Mr. Abnish Kumar Sudhanshu, Director & Research Head, Amrapali Aadya Trading & Investments:
Week began following the strong buying across FMCG, auto and consumer durables stocks. Further, positivity added after the early arrival of monsoon and expectation of implementation of GST on the timely data i.e. 1st of July. However, moving further market enter in to the volatility ahead of fourth quarter GDP number. Going against the general consensus of GDP number, Central Statistics Office reported contraction in GDP number for the fourth quarter, i.e. stood around 6.1%, way below the expectation of 7.1%. Apart from the market also sense pressure after getting the cues of Reserve Bank may keep key rates unchanged in its policy review due next week. Shrugging all the worries of GDP market again cheered followed by sustained buying in global market and expectation of good monsoon rains as well as favorable macroeconomic environment. Rally further intensified after receiving the optimism from Moody's report about India. As per the report, steps taken by the Modi government such as policy reforms like implementation of GST and resolution of sticky loans, may improve the country's credit profile going ahead. Overall, market closes the week on the positive note.
Coming week is likely to remain eventful as important macroeconomic data like Service PMI is due in on Monday and we expect it to come on the higher side. Apart from that, most significant event i.e. RBI monetary policy is due on Wednesday where before announcement of Q4 GDP data, expectation of it to remain non-event was high. But after poor GDP number, it will be interesting to watch how RBI will take the call to revive the economy. Apart from the US non-farm payroll data, which is due today evening will also throw the US Fed move on the future rate hike. Auto companies have reported better monthly auto sales number. Apart from that, quarterly numbers have been better than expected. Hence, we believe market to remain volatile with positive biasness ahead of RBI monetary policy. We advise investors to make their position in Agricultural , fertilizers and rural focused stocks.

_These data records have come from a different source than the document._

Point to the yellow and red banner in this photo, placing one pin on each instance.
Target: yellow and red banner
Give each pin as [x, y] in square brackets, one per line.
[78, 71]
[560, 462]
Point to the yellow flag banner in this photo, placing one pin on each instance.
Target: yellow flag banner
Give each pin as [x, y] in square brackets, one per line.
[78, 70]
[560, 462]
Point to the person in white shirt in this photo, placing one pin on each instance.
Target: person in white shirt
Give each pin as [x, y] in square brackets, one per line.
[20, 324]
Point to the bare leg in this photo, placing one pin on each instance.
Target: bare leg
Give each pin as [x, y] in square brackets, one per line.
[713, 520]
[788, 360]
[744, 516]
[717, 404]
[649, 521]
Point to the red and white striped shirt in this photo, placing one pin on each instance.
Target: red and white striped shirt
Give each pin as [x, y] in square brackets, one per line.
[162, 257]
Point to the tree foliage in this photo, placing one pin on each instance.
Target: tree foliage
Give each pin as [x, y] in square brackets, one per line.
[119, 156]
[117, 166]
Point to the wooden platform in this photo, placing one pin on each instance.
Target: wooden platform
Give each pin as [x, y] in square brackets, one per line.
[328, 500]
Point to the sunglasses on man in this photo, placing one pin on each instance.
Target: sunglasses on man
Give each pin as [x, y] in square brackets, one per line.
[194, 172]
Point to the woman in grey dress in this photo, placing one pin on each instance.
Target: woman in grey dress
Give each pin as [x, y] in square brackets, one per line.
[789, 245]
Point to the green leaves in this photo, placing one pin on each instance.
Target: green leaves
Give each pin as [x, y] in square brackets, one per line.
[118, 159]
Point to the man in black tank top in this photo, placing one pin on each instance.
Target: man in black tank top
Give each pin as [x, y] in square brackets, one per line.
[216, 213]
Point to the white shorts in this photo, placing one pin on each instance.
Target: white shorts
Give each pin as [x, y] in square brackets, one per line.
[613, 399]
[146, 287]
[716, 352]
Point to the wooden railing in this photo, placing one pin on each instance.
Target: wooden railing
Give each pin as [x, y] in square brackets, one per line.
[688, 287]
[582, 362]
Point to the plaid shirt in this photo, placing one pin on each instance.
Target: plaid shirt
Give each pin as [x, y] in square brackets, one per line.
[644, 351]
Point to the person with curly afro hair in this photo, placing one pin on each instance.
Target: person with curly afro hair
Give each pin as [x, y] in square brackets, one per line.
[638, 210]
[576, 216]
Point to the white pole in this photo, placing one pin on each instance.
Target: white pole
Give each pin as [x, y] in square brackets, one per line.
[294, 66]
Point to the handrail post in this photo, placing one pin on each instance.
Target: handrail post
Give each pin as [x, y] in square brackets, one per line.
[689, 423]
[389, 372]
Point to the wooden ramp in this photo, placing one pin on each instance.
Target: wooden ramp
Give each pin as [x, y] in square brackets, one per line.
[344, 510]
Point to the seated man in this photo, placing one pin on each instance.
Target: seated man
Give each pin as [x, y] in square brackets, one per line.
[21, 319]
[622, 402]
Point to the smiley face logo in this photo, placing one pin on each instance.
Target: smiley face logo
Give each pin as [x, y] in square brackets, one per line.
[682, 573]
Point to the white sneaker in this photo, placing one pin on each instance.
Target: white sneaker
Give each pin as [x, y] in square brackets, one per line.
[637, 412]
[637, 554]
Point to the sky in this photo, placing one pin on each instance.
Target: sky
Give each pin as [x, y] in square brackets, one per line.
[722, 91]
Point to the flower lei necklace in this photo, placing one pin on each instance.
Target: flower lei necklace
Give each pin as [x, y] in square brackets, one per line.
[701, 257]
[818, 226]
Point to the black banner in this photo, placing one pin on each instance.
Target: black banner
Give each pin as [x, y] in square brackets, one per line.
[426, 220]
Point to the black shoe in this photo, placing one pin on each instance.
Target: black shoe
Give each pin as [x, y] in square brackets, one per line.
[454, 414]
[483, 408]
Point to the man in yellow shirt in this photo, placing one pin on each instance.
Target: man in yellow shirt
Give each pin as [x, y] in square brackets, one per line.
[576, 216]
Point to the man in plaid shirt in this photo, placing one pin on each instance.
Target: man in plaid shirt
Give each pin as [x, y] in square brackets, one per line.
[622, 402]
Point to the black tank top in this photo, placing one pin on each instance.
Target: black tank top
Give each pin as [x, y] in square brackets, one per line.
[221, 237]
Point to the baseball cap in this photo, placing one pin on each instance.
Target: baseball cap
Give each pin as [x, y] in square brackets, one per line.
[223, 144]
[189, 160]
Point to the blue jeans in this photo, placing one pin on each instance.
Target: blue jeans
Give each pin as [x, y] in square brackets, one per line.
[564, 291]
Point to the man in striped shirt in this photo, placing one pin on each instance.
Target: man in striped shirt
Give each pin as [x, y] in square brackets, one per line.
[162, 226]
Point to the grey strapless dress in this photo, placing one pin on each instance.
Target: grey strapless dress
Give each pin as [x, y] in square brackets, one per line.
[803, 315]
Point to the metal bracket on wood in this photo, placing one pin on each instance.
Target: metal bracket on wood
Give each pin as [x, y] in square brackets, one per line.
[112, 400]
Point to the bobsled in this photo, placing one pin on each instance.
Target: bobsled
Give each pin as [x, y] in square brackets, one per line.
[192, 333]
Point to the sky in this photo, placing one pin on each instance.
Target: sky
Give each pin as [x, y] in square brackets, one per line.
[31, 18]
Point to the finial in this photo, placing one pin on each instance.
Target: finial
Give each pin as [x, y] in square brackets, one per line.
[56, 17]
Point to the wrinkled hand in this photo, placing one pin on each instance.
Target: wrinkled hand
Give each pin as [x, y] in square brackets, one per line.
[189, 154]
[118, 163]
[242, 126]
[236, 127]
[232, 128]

It was the second consecutive week for the market to trade higher reaching yet another milestone as nifty spot touched another fresh all time high of 9673.50 and Sensex touched an all time high if 31319 last week. Market is moving gradually higher and entered into overbought zone recently which is a sign of caution in trading at the present levels. Although the GDP data was not in line with the market expectations but still the index have not reacted to the released numbers. For the next week a note of cautious should be there and traders should not take blind long positions. Charts have not shown any sign of reversal from here so one can expected near upper levels near 9700-9720 on the higher side and then traders can expect some downside due to profit taking which is highly likely at these higher levels.